Six ans après la pollution de l'Escaut provoquée par une usine Tereos, la Wallonie a obtenu 12 millions d'euros au titre du préjudice écologique. Une réparation parmi les plus élevées jamais accordées en Europe, vouée à la restauration du fleuve.

Fleuve européen de 355 kilomètres, l'Escaut traverse la France, la Belgique et les Pays-Bas avant de se jeter en mer du Nord. Dans la nuit du 9 au 10 avril 2020, la rupture d'une digue sur un bassin de lagunage de l'usine Tereos d'Escaudœuvres, dans le Nord, libérait environ 100 000 m³ d'eaux de lavage de betteraves dans le milieu naturel. 

Très chargées en matière organique, ces eaux ont rejoint l'Escaut et provoqué, sur le territoire wallon, une chute brutale et prolongée du taux d'oxygène. La vie aquatique du fleuve a été massivement détruite, en particulier ses populations de poissons, rappelle la Région wallonne dans son communiqué.

Six ans plus tard, la Wallonie, constituée partie civile, a obtenu réparation.

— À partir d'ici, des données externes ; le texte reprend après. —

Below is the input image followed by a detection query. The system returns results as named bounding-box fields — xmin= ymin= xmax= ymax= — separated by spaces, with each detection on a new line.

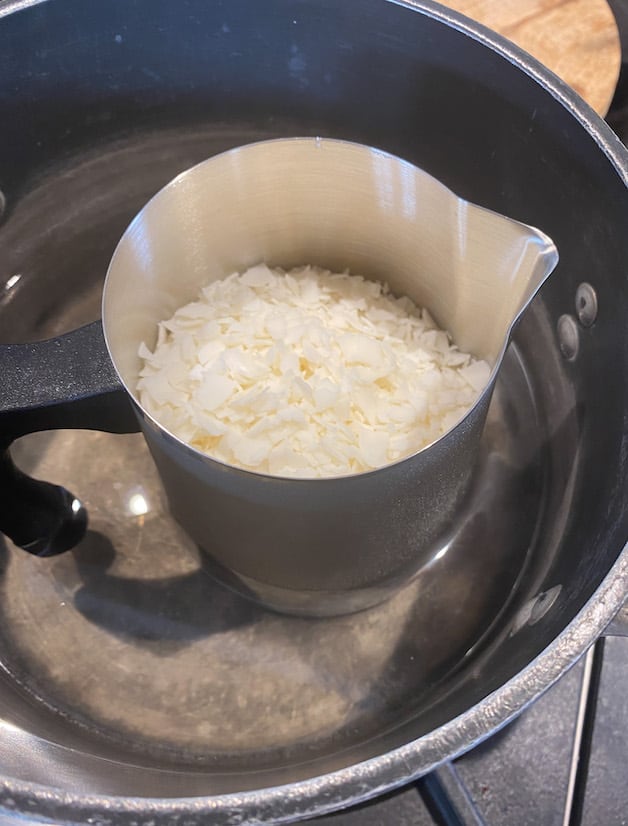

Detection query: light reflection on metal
xmin=128 ymin=493 xmax=150 ymax=516
xmin=4 ymin=273 xmax=22 ymax=290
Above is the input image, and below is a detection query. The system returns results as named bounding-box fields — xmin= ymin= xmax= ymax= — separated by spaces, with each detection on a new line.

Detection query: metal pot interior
xmin=0 ymin=0 xmax=628 ymax=819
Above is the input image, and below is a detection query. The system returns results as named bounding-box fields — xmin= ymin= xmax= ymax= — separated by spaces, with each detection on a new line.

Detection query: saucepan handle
xmin=0 ymin=321 xmax=139 ymax=556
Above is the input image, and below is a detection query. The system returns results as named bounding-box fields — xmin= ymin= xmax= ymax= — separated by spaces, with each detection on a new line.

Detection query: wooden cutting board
xmin=441 ymin=0 xmax=621 ymax=116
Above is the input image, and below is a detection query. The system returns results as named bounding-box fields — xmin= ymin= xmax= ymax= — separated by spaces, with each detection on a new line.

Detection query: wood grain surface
xmin=441 ymin=0 xmax=621 ymax=115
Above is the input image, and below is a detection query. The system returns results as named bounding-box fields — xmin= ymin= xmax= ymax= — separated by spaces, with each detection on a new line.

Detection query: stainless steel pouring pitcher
xmin=0 ymin=138 xmax=558 ymax=616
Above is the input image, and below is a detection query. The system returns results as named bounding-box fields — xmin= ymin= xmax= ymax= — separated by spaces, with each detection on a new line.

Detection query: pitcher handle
xmin=0 ymin=321 xmax=139 ymax=556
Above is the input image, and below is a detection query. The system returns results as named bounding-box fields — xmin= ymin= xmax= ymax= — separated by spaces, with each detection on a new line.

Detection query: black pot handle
xmin=0 ymin=321 xmax=139 ymax=556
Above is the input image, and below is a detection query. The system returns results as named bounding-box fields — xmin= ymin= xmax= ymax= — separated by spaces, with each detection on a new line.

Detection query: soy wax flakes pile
xmin=138 ymin=264 xmax=490 ymax=478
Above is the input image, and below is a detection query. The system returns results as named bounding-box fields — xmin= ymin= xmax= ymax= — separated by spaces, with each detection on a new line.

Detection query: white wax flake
xmin=138 ymin=264 xmax=490 ymax=478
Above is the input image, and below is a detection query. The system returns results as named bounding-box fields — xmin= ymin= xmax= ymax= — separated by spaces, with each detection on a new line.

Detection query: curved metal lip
xmin=0 ymin=0 xmax=628 ymax=826
xmin=101 ymin=136 xmax=559 ymax=486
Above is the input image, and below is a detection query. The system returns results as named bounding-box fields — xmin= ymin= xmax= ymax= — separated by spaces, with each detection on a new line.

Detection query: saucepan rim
xmin=0 ymin=0 xmax=628 ymax=826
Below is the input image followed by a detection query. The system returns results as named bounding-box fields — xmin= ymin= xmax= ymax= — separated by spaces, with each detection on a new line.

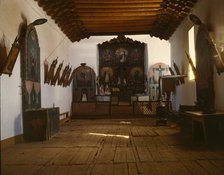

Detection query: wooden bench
xmin=59 ymin=112 xmax=70 ymax=125
xmin=182 ymin=111 xmax=224 ymax=144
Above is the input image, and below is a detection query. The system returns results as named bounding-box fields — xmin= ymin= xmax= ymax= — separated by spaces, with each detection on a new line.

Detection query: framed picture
xmin=1 ymin=39 xmax=20 ymax=76
xmin=21 ymin=24 xmax=41 ymax=111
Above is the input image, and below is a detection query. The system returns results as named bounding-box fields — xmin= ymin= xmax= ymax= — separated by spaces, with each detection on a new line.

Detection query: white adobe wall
xmin=0 ymin=0 xmax=170 ymax=140
xmin=0 ymin=0 xmax=71 ymax=140
xmin=169 ymin=0 xmax=224 ymax=111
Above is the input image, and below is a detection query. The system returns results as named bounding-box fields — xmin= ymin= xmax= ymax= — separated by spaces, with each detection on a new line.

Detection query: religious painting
xmin=101 ymin=48 xmax=113 ymax=62
xmin=73 ymin=63 xmax=96 ymax=101
xmin=97 ymin=35 xmax=146 ymax=101
xmin=1 ymin=44 xmax=19 ymax=76
xmin=149 ymin=63 xmax=170 ymax=100
xmin=115 ymin=48 xmax=128 ymax=63
xmin=130 ymin=48 xmax=142 ymax=61
xmin=100 ymin=67 xmax=113 ymax=84
xmin=130 ymin=67 xmax=144 ymax=83
xmin=21 ymin=24 xmax=41 ymax=110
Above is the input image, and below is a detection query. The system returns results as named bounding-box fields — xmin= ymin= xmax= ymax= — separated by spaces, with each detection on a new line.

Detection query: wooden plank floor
xmin=2 ymin=118 xmax=224 ymax=175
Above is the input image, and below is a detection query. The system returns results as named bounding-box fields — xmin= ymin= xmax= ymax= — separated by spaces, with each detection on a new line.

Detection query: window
xmin=188 ymin=26 xmax=196 ymax=80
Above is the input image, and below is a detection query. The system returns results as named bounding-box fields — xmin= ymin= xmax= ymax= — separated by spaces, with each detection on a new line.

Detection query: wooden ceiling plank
xmin=75 ymin=3 xmax=161 ymax=9
xmin=79 ymin=11 xmax=159 ymax=17
xmin=74 ymin=0 xmax=163 ymax=4
xmin=76 ymin=7 xmax=162 ymax=13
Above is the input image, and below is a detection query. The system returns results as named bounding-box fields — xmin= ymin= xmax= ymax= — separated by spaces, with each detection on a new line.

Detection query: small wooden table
xmin=184 ymin=111 xmax=224 ymax=144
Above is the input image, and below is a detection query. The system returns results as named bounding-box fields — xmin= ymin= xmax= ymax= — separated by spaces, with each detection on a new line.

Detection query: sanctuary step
xmin=111 ymin=102 xmax=133 ymax=115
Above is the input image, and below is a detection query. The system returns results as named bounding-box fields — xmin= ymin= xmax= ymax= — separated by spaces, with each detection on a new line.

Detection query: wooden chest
xmin=23 ymin=108 xmax=59 ymax=141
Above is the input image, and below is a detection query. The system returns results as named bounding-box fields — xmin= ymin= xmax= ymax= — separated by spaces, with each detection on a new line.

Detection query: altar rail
xmin=72 ymin=101 xmax=171 ymax=118
xmin=133 ymin=101 xmax=171 ymax=116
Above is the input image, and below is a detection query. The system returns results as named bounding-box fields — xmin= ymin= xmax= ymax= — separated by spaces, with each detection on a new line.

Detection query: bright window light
xmin=188 ymin=26 xmax=196 ymax=80
xmin=89 ymin=132 xmax=129 ymax=139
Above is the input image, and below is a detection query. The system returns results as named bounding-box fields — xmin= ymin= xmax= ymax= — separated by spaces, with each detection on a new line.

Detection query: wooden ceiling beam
xmin=88 ymin=26 xmax=150 ymax=33
xmin=75 ymin=3 xmax=161 ymax=9
xmin=89 ymin=30 xmax=149 ymax=36
xmin=74 ymin=0 xmax=163 ymax=4
xmin=80 ymin=16 xmax=155 ymax=23
xmin=76 ymin=7 xmax=162 ymax=13
xmin=79 ymin=11 xmax=159 ymax=17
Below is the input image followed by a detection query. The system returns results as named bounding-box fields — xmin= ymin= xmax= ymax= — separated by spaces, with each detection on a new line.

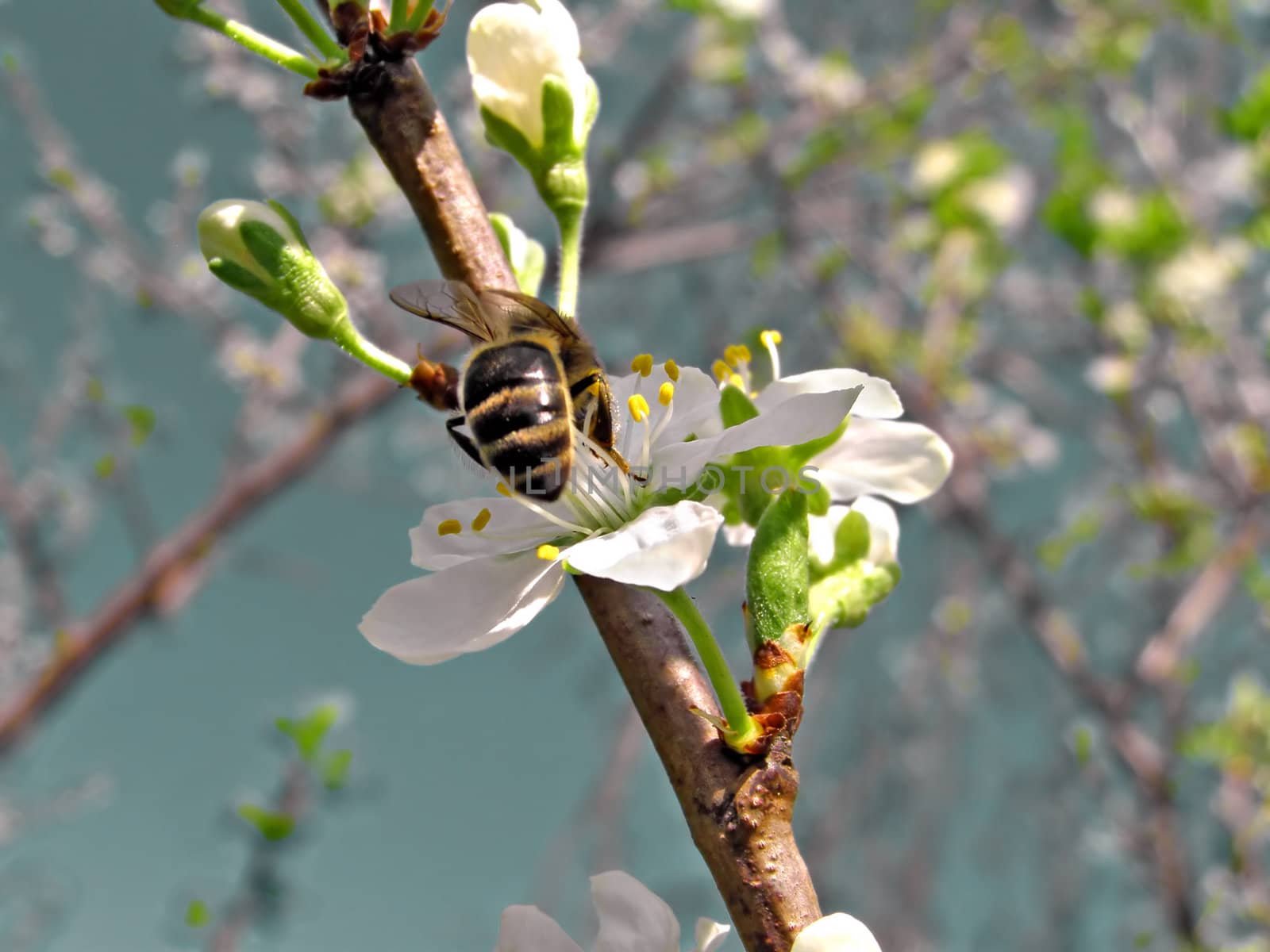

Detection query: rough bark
xmin=349 ymin=60 xmax=821 ymax=952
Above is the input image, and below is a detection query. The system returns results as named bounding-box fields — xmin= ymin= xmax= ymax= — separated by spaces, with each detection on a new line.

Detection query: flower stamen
xmin=758 ymin=330 xmax=783 ymax=381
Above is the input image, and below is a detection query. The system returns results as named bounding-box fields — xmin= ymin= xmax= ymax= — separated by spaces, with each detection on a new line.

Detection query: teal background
xmin=0 ymin=0 xmax=1254 ymax=952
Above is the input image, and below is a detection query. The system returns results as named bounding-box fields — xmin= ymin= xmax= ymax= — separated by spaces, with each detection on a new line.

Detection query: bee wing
xmin=389 ymin=281 xmax=506 ymax=340
xmin=480 ymin=290 xmax=578 ymax=341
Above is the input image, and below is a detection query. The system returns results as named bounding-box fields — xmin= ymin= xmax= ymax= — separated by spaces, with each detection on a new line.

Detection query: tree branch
xmin=351 ymin=60 xmax=821 ymax=952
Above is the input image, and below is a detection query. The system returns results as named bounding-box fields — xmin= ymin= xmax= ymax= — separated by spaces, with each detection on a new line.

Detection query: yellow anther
xmin=626 ymin=393 xmax=648 ymax=423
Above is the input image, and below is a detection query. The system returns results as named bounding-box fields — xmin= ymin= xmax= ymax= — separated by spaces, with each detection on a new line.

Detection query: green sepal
xmin=264 ymin=198 xmax=313 ymax=254
xmin=239 ymin=221 xmax=291 ymax=281
xmin=799 ymin=478 xmax=833 ymax=516
xmin=480 ymin=106 xmax=545 ymax=179
xmin=745 ymin=490 xmax=810 ymax=649
xmin=811 ymin=512 xmax=870 ymax=582
xmin=808 ymin=560 xmax=899 ymax=636
xmin=207 ymin=258 xmax=271 ymax=297
xmin=542 ymin=76 xmax=586 ymax=157
xmin=489 ymin=212 xmax=548 ymax=297
xmin=273 ymin=704 xmax=339 ymax=763
xmin=719 ymin=385 xmax=758 ymax=429
xmin=786 ymin=413 xmax=848 ymax=470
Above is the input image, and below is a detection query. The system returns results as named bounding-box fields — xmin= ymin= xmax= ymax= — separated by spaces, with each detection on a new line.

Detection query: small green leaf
xmin=321 ymin=750 xmax=353 ymax=789
xmin=719 ymin=386 xmax=758 ymax=429
xmin=275 ymin=704 xmax=339 ymax=763
xmin=237 ymin=804 xmax=296 ymax=843
xmin=186 ymin=899 xmax=212 ymax=929
xmin=123 ymin=404 xmax=155 ymax=447
xmin=745 ymin=489 xmax=810 ymax=647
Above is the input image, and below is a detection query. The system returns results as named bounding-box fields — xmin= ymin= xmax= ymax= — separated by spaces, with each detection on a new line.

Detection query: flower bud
xmin=489 ymin=212 xmax=548 ymax=296
xmin=155 ymin=0 xmax=203 ymax=21
xmin=468 ymin=0 xmax=599 ymax=214
xmin=198 ymin=199 xmax=348 ymax=339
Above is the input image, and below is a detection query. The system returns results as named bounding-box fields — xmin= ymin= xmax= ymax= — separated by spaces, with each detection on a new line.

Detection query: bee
xmin=390 ymin=281 xmax=629 ymax=501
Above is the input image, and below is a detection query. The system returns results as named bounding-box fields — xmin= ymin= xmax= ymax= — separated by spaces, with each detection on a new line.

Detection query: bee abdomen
xmin=468 ymin=382 xmax=568 ymax=444
xmin=481 ymin=416 xmax=573 ymax=501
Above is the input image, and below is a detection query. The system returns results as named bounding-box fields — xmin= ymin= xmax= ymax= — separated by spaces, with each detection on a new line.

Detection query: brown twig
xmin=337 ymin=54 xmax=821 ymax=952
xmin=0 ymin=376 xmax=398 ymax=750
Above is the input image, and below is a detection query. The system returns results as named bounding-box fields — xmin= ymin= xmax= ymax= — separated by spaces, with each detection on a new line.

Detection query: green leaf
xmin=480 ymin=106 xmax=546 ymax=180
xmin=745 ymin=489 xmax=810 ymax=647
xmin=207 ymin=258 xmax=271 ymax=297
xmin=811 ymin=512 xmax=868 ymax=582
xmin=265 ymin=199 xmax=313 ymax=252
xmin=719 ymin=385 xmax=758 ymax=429
xmin=808 ymin=560 xmax=899 ymax=631
xmin=275 ymin=704 xmax=339 ymax=763
xmin=123 ymin=404 xmax=155 ymax=447
xmin=186 ymin=899 xmax=212 ymax=929
xmin=1221 ymin=67 xmax=1270 ymax=142
xmin=321 ymin=750 xmax=353 ymax=789
xmin=237 ymin=220 xmax=291 ymax=279
xmin=237 ymin=804 xmax=296 ymax=843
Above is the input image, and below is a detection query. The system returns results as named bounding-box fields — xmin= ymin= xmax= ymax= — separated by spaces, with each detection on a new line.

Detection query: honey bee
xmin=390 ymin=281 xmax=629 ymax=501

La région belge a annoncé lundi avoir conclu un accord amiable avec le sucrier français, assorti du versement de 12 millions d'euros au titre du préjudice écologique, selon l’AFP. L'intégralité de cette somme sera affectée à la restauration et à la réparation des milieux naturels de l'Escaut.

Une bataille judiciaire close après plusieurs années

La résolution clôt une bataille judiciaire de plusieurs années. Par un jugement du 12 janvier 2023, le tribunal correctionnel de Lille avait reconnu Tereos coupable de négligence, notamment dans l'entretien des installations de son usine d'Escaudœuvres, et condamné la société à 500 000 euros d'amende ainsi qu'au versement de plus de 8,8 millions d'euros au titre du préjudice écologique. Le groupe avait fait appel, avant de limiter son recours au seul volet civil, celui des dommages et intérêts. Après une audience tenue lundi devant la cour d'appel de Douai, plusieurs fois reportée, la médiation engagée entre Tereos et le gouvernement wallon a porté le montant à 12 millions d'euros, soit plus de 3 millions supplémentaires.

Par son ampleur, cette réparation figure parmi les plus importantes jamais obtenues en Europe au titre du préjudice écologique, souligne le cabinet Huglo-Lepage Avocats, qui représentait la Wallonie. Encore rarement appliqué à une telle échelle, le principe pollueur-payeur trouve ici une traduction concrète.

« Que chaque euro obtenu serve à réparer le fleuve »

« La pollution de 2020 a détruit une grande partie de la vie de l'Escaut. Nous avons voulu que chaque euro obtenu serve à réparer le fleuve. C'est l'engagement que nous tenons : restaurer l'Escaut et y faire revenir la vie aquatique », a déclaré Anne-Catherine Dalcq, ministre wallonne de la Nature.

Sans attendre l'issue judiciaire, la Wallonie avait lancé une étude pour identifier les aménagements capables de reconstituer les populations de poissons. Cinq types d'interventions ont été retenus : des zones enherbées et des lagunes inondées plusieurs mois au printemps, des frayères aménagées dans d'anciens bras et coupures de l'Escaut, des refuges aux confluences par la diversification des habitats et l'arasement de seuils, des berges réaménagées pour favoriser la ponte, ainsi que la plantation de végétation rivulaire pour enrichir les ressources alimentaires des poissons. 

Une étude de faisabilité doit désormais retenir les sites offrant le meilleur équilibre entre efficacité écologique, faisabilité technique et coût. La sélection des premiers sites est attendue dans les prochains mois, avant le lancement des travaux.

Tereos déjà engagé dans le Nord

Tereos a confirmé l'accord amiable, conclu « à la suite d'échanges constructifs » avec la Wallonie. Le sucrier a rappelé avoir engagé dès fin 2020 un programme de restauration écologique de l'Escaut dans le département du Nord, sous l'égide des services de l'État et d'un comité de pilotage préfectoral. 

Un premier chantier, à Rodignies, près de la frontière belge, a permis de remettre en eau d'anciens bras asséchés du fleuve et s'est achevé en octobre 2024. Un second, à Bouchain, vise à rétablir une continuité écologique entre la Sensée et l'Escaut, avec un début des travaux envisagé courant 2027, sous réserve de validation cet été. Coopérative agricole implantée dans une dizaine de pays, Tereos rassemble 10 300 coopérateurs et compte 38 sites industriels.